Friday, March 17, 2023

Defining deceit

A plausible definition of deceit is an action aiming to get someone to believe something one takes to be false.

But I wonder if that’s right. Here are two possible counterexamples.

  1. Socratic conversation: One of my students believes some proposition p that I take to be false. Through Socratic questioning, I attempt to get the student to draw the natural conclusion q from p. Even if I take q to be false, it doesn’t seem I am deceiving my student.

  2. Mitigation of error: Suppose that Alice believes Bob to be culpable for some enormity. You know that Bob never committed the enormity, but you also know it’s hopeless to try to convince Alice of this. But you think you have some hope showing Alice that instead of her evidence supporting the claim that Bob is culpable for the enormity, it only supports the claim that Bob has inculpably committed enormity. You show this to Alice, in the hope that she will come to believe Bob to have innocently committed the enormity, even though that is also false.

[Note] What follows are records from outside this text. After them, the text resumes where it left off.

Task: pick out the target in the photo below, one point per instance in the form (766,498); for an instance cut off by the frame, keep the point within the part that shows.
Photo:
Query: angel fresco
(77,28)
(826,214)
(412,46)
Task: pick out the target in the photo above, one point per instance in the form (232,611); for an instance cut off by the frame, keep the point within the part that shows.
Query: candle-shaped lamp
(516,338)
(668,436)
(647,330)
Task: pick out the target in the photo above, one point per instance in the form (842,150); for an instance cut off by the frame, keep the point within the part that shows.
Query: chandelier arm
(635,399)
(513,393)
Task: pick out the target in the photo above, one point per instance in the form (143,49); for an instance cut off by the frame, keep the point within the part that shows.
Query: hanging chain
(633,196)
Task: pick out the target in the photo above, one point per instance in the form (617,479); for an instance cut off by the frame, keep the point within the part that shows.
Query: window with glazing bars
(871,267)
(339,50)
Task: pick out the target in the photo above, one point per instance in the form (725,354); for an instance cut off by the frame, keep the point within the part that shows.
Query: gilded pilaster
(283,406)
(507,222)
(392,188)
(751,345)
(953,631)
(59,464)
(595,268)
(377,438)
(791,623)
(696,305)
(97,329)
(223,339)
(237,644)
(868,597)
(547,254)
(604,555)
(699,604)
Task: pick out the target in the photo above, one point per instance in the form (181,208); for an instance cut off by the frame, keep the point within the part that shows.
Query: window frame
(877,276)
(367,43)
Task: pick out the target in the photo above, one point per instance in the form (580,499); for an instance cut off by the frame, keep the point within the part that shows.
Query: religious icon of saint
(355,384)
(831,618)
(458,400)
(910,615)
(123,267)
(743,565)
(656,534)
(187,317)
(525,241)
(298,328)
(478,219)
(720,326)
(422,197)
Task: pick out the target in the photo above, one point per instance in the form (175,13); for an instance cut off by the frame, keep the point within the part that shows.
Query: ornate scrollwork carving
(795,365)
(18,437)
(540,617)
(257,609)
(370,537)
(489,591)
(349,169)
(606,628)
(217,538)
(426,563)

In both cases, one is working along with the evidence available to one’s interlocutor. It seems that deception requires one to get someone to believe something true by means of hiding or masking the truth. And here there is no such thing going on. There is nothing underhanded. In both cases, for instance, it would be quite possible for the other party to know what one is really thinking about the case. I need not hide from the student that I disagree with q and you need not hide from Alice that you don’t think Bob committed the enormity at all.

We can add an underhandedness condition to the account of deceit, but I don’t exactly know what underhandedness is.

It is well-known that defining lying is tricky. It looks like defining deceit is also tricky.